I believe it’s time for us, in the 21st century, to develop a THIRD nature: a sustained practice of disbelief. In an era of heels-dug-in opinion, we’re in desperate need of a Culture of Doubt and Reflection. And the founding principle of that culture: all stories are lies.
I hope that assertion is fairly obvious when you consider fiction, plays, poetry: nobody expects literature to have any measurable truth value. (As distinct from Truth Value, by which I mean to refer to the ability of literature to create meaning.) But it’s also accurate, I would assert, about non-fiction as well.
What about journalism? I hate to be blunt, but I hope we can all at least admit the possibility that the occasional news story might be partly fabricated. More importantly, though: every article is still the result of a human mind sifting through facts and quotes and storylines and constructing a narrative that represents as much of the truth as possible, but not ALL of it. Something always gets left out. Some perspective goes unrepresented. Those selections turn the news into a series of lies of omission.

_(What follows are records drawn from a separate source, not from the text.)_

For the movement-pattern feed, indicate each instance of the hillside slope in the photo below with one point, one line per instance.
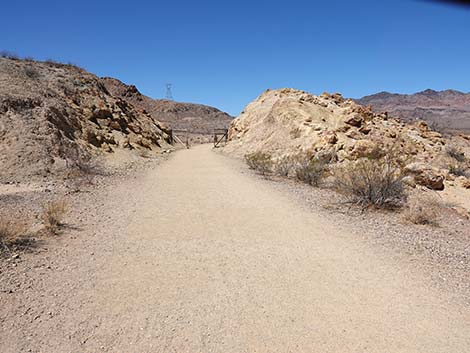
(54, 116)
(197, 119)
(448, 110)
(289, 122)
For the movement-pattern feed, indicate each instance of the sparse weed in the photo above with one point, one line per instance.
(371, 182)
(284, 165)
(31, 72)
(459, 169)
(310, 170)
(9, 231)
(456, 153)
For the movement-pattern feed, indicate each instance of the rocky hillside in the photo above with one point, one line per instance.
(446, 110)
(54, 117)
(288, 122)
(195, 118)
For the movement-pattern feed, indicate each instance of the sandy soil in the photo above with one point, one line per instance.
(197, 256)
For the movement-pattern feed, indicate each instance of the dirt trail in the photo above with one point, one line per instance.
(212, 259)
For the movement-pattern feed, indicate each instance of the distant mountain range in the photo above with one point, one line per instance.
(447, 110)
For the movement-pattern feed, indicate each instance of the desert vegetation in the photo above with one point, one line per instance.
(424, 209)
(309, 170)
(10, 230)
(260, 161)
(53, 215)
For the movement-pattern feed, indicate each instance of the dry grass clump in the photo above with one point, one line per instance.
(423, 209)
(260, 161)
(9, 232)
(53, 215)
(371, 183)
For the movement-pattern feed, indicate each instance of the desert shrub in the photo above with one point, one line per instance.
(9, 231)
(423, 209)
(284, 165)
(260, 161)
(455, 153)
(53, 215)
(310, 170)
(371, 182)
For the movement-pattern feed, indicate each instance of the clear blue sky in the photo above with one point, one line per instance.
(225, 53)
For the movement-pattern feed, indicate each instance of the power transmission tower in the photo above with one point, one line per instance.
(169, 95)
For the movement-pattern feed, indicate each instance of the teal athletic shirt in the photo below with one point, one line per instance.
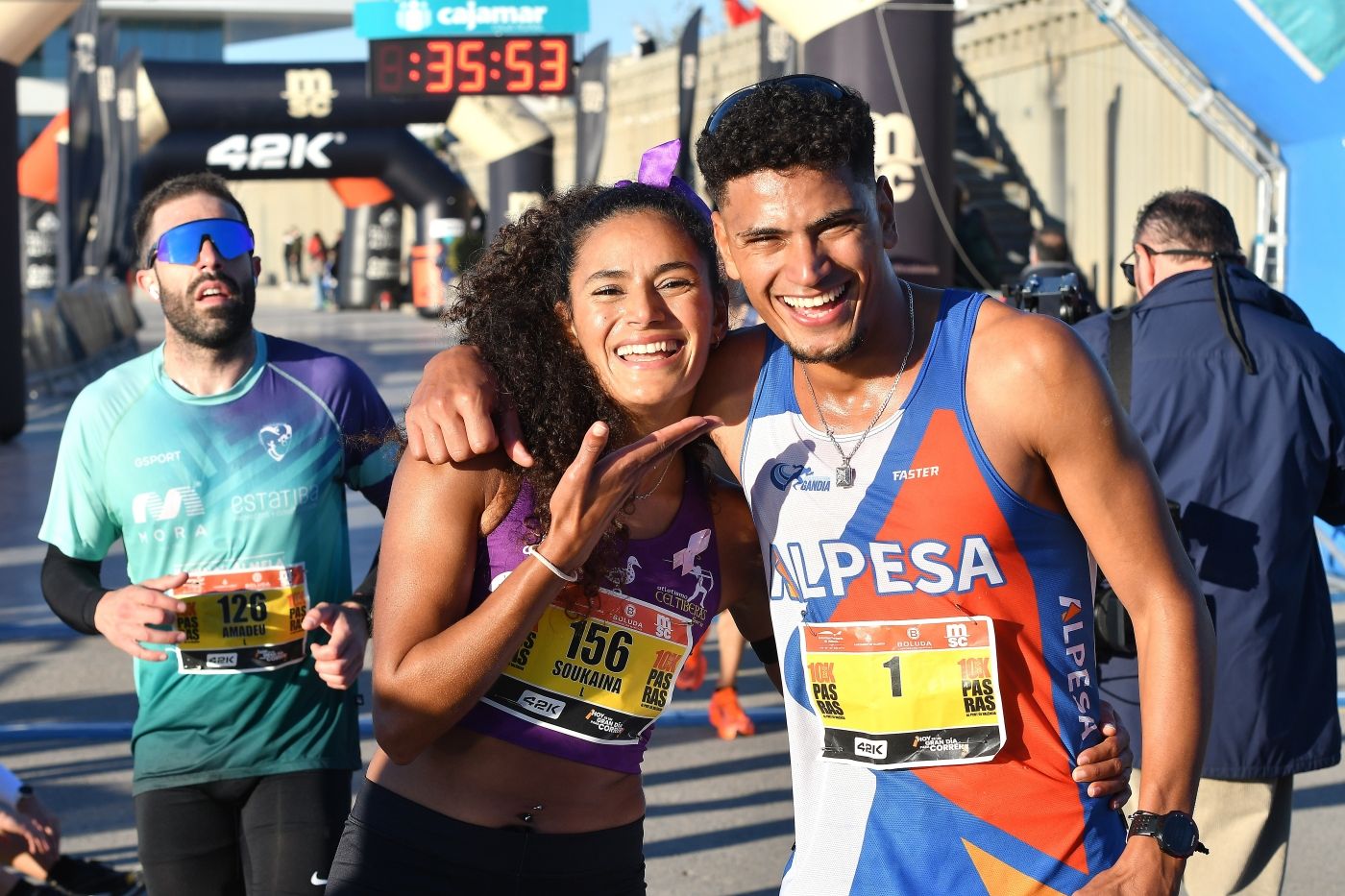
(251, 478)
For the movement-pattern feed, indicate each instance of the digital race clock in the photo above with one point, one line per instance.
(467, 66)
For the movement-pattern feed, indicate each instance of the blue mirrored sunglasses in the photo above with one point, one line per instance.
(802, 83)
(182, 244)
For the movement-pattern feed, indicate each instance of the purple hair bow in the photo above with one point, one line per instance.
(656, 167)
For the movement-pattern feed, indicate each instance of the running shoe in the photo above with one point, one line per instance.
(726, 714)
(85, 878)
(693, 670)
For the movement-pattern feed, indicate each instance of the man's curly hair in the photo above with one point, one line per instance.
(514, 305)
(779, 127)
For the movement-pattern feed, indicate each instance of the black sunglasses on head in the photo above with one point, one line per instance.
(802, 83)
(1127, 267)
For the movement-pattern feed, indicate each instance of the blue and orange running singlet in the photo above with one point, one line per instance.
(935, 633)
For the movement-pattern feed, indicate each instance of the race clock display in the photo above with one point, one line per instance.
(471, 66)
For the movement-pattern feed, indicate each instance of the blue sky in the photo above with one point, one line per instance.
(609, 20)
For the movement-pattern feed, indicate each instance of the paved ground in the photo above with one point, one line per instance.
(719, 818)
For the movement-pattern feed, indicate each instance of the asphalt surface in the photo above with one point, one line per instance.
(720, 811)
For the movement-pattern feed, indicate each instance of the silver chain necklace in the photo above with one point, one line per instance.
(844, 472)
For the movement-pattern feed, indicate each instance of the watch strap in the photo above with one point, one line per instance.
(1150, 825)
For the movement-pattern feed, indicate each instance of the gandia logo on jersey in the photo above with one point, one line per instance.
(797, 476)
(275, 439)
(172, 503)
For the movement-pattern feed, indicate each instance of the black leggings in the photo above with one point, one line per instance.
(271, 835)
(396, 846)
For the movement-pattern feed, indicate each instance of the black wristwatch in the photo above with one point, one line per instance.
(1174, 832)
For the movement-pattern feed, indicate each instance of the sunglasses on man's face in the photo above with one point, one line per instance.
(800, 83)
(1127, 267)
(182, 244)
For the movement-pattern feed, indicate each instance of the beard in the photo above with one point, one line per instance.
(830, 354)
(217, 326)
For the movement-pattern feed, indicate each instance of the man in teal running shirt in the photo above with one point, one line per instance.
(221, 459)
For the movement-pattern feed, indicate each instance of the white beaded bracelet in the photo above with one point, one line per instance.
(537, 554)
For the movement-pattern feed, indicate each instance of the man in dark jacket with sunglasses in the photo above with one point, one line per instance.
(1241, 408)
(221, 460)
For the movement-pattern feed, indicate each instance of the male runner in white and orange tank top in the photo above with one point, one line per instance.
(928, 475)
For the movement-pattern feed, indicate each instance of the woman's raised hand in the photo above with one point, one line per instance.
(594, 487)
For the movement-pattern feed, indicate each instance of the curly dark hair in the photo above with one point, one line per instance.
(780, 125)
(514, 305)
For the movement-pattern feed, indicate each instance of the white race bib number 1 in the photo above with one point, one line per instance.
(905, 694)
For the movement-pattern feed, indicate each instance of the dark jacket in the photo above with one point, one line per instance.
(1251, 459)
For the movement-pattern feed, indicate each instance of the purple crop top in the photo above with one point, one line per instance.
(589, 689)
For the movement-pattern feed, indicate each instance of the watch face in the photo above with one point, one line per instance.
(1177, 835)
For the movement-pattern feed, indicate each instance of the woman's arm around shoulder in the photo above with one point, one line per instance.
(744, 587)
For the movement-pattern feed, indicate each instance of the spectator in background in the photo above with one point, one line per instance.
(978, 244)
(316, 251)
(1241, 408)
(30, 844)
(1049, 255)
(293, 255)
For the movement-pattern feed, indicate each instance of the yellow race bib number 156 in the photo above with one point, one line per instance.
(244, 620)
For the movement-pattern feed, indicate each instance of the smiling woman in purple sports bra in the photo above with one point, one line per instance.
(511, 705)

Autobiography? We have to distrust what people write about their own lives because memory is woefully inaccurate. Any number of studies have demonstrated how we construct memories rather than recalling them. We do not remember with any fidelity. We lie to ourselves, then we repeat those lies in the telling of personal stories.
May I suggest that your April Fools’ Day skepticism might be worth sustaining throughout the year? Question Everything, as we all used to say in a more rebellious time. It just makes sense.